La consommation de sandwiches en France a connu une hausse remarquable l'année dernière, avec une augmentation de 9% et près de deux milliards d'unités écoulées. Selon une étude menée par le cabinet Gira Conseil, publiée le 19 janvier, juste avant le salon Sandwich et Snack Show prévu les 10 et 11 février à Paris, le prix moyen des sandwiches a également diminué de 4,8%, se chiffrant désormais à 3,23 euros.
Au total, 1,96 milliard de sandwiches ont été dévorés par les Français, générant un chiffre d'affaires de 6,33 milliards d'euros, soit une progression de 3,78%. Le traditionnel jambon-beurre reste, sans surprise, le sandwich le plus prisé, au prix moyen de 2,61 euros, ce qui marque une baisse de 3% par rapport à 2009. Les prix varient selon la localisation : à Clermont-Ferrand, le prix s'élève à 2,98 euros, tandis qu'à Douai, il descend à 2,29 euros. En général, les sandwiches sont 3,1% plus coûteux dans les grandes villes comparé aux agglomérations de moins de 50 000 habitants.

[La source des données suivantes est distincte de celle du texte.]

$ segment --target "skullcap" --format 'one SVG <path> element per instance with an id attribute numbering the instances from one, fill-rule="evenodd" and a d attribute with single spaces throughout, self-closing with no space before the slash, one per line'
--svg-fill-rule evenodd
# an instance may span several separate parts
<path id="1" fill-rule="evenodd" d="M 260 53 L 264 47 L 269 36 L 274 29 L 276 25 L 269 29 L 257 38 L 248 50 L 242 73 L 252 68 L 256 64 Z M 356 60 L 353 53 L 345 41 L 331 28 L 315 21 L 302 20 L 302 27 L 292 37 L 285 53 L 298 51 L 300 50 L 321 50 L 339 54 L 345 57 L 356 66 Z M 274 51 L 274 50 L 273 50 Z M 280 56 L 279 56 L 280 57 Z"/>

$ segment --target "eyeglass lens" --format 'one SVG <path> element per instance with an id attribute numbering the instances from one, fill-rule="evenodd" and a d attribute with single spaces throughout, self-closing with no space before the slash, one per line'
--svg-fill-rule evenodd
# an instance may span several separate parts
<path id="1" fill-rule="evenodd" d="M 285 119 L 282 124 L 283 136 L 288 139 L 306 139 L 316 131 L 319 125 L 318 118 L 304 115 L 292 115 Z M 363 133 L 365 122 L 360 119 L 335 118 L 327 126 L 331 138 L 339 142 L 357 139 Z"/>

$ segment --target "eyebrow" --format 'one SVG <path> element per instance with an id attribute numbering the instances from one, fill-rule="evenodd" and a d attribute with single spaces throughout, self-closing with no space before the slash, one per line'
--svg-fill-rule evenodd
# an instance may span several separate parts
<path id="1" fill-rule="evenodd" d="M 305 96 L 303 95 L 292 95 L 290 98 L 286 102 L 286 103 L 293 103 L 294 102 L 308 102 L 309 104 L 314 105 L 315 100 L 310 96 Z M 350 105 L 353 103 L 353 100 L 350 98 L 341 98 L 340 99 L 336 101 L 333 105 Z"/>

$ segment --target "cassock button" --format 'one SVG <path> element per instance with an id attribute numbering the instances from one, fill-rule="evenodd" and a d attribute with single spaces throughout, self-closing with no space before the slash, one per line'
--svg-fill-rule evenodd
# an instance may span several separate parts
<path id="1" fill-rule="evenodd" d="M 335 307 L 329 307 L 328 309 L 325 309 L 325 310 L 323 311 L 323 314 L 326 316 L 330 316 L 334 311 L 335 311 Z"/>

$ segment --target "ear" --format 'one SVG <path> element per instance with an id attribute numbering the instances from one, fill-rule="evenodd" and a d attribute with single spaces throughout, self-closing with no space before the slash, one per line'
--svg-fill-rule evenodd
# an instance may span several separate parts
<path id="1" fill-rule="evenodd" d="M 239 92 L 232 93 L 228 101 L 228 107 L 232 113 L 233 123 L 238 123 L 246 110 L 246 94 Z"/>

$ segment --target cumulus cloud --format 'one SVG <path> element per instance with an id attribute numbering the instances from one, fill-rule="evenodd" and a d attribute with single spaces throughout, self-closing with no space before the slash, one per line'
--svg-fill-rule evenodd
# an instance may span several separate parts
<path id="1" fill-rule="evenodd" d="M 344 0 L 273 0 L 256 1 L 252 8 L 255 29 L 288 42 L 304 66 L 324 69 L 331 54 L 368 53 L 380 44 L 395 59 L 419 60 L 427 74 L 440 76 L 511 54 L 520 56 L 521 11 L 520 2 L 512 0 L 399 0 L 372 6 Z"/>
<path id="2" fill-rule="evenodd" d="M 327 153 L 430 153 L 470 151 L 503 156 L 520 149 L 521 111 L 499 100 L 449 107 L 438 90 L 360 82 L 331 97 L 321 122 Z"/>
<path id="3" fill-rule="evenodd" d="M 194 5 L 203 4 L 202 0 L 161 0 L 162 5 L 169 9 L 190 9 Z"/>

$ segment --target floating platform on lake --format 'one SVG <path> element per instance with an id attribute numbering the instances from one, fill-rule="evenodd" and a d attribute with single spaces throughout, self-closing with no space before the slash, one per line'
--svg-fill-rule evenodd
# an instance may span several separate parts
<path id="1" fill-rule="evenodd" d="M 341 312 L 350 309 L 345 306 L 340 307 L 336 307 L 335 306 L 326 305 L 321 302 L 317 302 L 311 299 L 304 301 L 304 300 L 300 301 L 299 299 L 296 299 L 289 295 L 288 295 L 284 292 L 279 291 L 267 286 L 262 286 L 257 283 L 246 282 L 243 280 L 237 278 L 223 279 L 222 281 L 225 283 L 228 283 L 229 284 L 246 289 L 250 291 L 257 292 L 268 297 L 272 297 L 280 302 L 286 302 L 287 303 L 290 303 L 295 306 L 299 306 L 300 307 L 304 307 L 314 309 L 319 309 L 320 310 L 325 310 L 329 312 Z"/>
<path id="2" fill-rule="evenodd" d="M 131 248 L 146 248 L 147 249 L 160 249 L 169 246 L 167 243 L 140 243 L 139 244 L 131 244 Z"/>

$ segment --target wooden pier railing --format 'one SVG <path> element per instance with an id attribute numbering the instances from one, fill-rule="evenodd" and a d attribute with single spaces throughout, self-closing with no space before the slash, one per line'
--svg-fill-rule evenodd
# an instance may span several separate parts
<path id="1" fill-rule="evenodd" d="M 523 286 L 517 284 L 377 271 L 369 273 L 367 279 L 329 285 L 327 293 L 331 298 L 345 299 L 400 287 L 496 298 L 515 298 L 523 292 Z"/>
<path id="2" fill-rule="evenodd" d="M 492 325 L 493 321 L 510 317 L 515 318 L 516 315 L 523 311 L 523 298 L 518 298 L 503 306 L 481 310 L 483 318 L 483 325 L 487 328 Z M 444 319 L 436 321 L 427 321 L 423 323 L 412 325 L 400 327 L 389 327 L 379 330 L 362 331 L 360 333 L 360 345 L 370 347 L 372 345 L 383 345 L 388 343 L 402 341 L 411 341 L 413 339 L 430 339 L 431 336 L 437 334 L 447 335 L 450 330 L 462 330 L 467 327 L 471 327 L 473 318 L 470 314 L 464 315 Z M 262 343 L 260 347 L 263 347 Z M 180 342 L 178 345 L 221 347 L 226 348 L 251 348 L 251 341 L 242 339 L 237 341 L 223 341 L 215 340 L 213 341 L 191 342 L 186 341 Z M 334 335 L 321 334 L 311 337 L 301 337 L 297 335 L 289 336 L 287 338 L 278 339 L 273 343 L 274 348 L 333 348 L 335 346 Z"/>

Le sandwich traditionnel face à la concurrence
Le sandwich français continue d'écraser les hamburgers américains sur le marché : pour chaque hamburger vendu, neuf sandwiches se retrouvent dans le panier des consommateurs. Les circuits traditionnels, tels que la restauration rapide et les cafés, sont la principale source d'achat, représentant 55,3% des ventes. Les grandes et moyennes surfaces suivent avec 22% du marché, tandis que les boulangeries et traiteurs comptent pour 15%.
Le temps de pause : un facteur déterminant
Cette hausse de consommation pourrait s'expliquer par le changement des habitudes alimentaires des Français. En effet, le temps de pause déjeuner a diminué avec le temps, passant de 1h38 en 1975 à seulement 31 minutes aujourd'hui. Ce nouveau rythme favorise le choix pratique et rapide du sandwich, renforçant ainsi sa popularité.